‘In the months prior to the most ferocious stock market crash in history and the eruption of the biggest public health crisis of our generation, we witnessed the biggest exodus of corporate CEOs that we have ever seen.
And as you will see below, corporate insiders also sold off billions of dollars worth of shares in their own companies just before the stock market imploded.
In life, timing can be everything, and sometimes people simply get lucky.
But it does seem odd that so many among the corporate elite would be so exceedingly “lucky” all at the same time.
In this article I am not claiming to know the motivations of any of these individuals, but I am pointing out certain patterns that I believe are worth investigating.
One financial publication is using the phrase “the great CEO exodus” to describe the phenomenon that we have been witnessing. It all started last year when chief executives started resigning in numbers unlike anything that we have ever seen before. The following was published by NBC News last November…

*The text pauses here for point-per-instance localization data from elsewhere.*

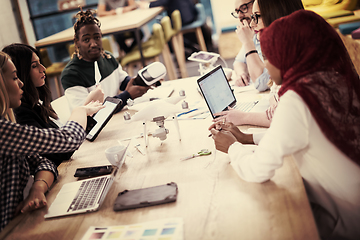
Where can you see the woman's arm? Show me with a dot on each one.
(287, 134)
(19, 140)
(36, 198)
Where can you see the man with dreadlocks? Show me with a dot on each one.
(80, 76)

Chief executives are leaving in record numbers this year, with more than 1,332 stepping aside in the period from January through the end of October, according to new data released on Wednesday. While it’s not unusual to see CEOs fleeing in the middle of a recession, it is noteworthy to see such a rash of executive exits amid robust corporate earnings and record stock market highs.

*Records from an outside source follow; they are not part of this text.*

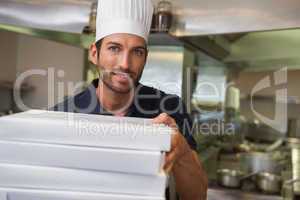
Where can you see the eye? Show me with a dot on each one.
(114, 49)
(139, 52)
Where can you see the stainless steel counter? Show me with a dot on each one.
(227, 194)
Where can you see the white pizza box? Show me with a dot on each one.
(85, 130)
(30, 194)
(50, 178)
(87, 158)
(3, 195)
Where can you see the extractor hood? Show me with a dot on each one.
(193, 17)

Last month, 172 chief executives left their jobs, according to executive placement firm Challenger, Gray & Christmas. It’s the highest monthly number on record, and the year-to-date total outpaces even the wave of executive exits during the financial crisis.
By the end of the year, an all-time record high 1,480 CEOs had left their posts.
But to most people it seemed like the good times were still rolling at the end of 2019. Corporate profits were rising and the stock market was setting record high after record high.
Yes, there were lots of signs that the global economy was really slowing down, but most experts were not forecasting an imminent recession.’